The proposed Duke Energy Corp.-Piedmont Natural Gas Inc. tie-up is nearing final regulatory approval in North Carolina after the companies and the state’s consumer advocate agency, the Public Staff, submitted a proposed order last week approving the transaction.
The next step will be for the North Carolina Utilities Commission to review and rule on the proposed order, which would clear the way for the two Charlotte, NC-based utilities to complete their merger.
“This is another key step forward for the merger,” said Duke spokesman Dave Scanzoni, who noted that approval in North Carolina represents the last major procedural hurdle for the Duke-Piedmont tie-up.

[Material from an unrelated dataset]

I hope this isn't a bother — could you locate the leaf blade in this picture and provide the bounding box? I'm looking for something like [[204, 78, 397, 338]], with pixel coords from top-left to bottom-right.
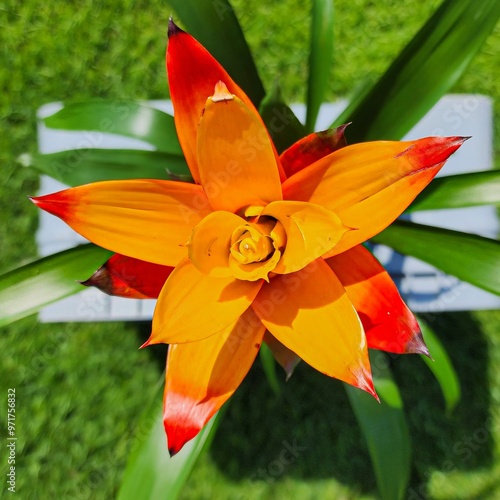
[[0, 244, 112, 326], [419, 317, 461, 412], [334, 0, 500, 142], [117, 392, 224, 500], [306, 0, 334, 132], [170, 0, 265, 107], [373, 221, 500, 295], [43, 101, 182, 155], [344, 351, 411, 500], [19, 149, 192, 186], [406, 170, 500, 212]]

The deal has already received approval from the Federal Trade Commission, Tennessee regulators and Piedmont’s shareholders, he said.
Duke is still looking to close the acquisition on or before the end of 2016, Scanzoni said.

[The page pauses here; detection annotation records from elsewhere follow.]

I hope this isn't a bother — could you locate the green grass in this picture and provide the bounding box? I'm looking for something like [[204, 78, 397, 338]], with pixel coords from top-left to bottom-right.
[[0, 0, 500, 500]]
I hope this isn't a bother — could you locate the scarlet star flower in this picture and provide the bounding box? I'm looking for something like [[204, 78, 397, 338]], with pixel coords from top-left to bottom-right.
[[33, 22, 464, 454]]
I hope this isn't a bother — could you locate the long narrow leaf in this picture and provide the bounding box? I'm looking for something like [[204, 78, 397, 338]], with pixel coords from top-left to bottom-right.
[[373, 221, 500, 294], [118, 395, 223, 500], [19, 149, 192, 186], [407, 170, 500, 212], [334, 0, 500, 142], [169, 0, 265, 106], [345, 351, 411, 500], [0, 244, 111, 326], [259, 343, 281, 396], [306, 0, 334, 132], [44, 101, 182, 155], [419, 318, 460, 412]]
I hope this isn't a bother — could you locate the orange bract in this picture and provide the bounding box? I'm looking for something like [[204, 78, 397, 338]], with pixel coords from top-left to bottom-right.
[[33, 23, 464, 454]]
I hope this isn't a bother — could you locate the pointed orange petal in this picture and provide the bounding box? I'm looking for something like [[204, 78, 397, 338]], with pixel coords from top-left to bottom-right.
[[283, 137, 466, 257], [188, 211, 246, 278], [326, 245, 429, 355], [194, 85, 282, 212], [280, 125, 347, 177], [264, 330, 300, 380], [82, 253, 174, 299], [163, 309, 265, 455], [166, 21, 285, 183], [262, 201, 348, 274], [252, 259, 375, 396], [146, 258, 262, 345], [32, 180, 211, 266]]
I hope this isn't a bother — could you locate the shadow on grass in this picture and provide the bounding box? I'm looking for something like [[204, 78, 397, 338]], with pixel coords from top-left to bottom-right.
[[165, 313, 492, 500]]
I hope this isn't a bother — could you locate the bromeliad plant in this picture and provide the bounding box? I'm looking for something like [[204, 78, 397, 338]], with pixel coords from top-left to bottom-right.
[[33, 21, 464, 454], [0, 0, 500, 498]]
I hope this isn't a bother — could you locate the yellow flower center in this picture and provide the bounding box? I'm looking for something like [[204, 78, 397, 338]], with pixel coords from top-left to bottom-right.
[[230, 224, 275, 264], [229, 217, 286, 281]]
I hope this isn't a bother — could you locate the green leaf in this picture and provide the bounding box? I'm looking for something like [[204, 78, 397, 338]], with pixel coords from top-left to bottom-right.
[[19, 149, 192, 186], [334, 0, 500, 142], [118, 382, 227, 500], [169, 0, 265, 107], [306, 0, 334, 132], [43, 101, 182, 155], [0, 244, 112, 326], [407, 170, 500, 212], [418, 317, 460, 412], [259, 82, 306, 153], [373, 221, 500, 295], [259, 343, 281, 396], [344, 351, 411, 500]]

Last October, Duke announced its plans to pay out $4.9 billion to acquire neighboring Piedmont, a move that would give Duke “a growing natural gas platform” (see Daily GPI, Oct. 26, 2015).
Under the deal, Piedmont would retain its name but become a wholly-owned subsidiary of Duke.
Duke CEO Lynn Good has pointed to the growing role of gas in the power stack as a benefit of acquiring Piedmont, though analysts have had their doubts about the synergy of the utilities’ respective operations (see Daily GPI, March 22).
Duke and Piedmont are both joint venture partners in the Atlantic Coast Pipeline LLC, a proposed Appalachian Basin-to-Southeast takeaway project headed up by Dominion Resources Inc. (see Daily GPI, Nov. 3, 2015).
The Southeast has been a hotbed for incremental natural gas demand growth, driven by coal-to-gas switching among electric generators, a trend examined in detail in NGI’s special report "Southern Exposure: Gas-Fired Generators Rising in the Southeast; But Will Northeast Gas Show Up?"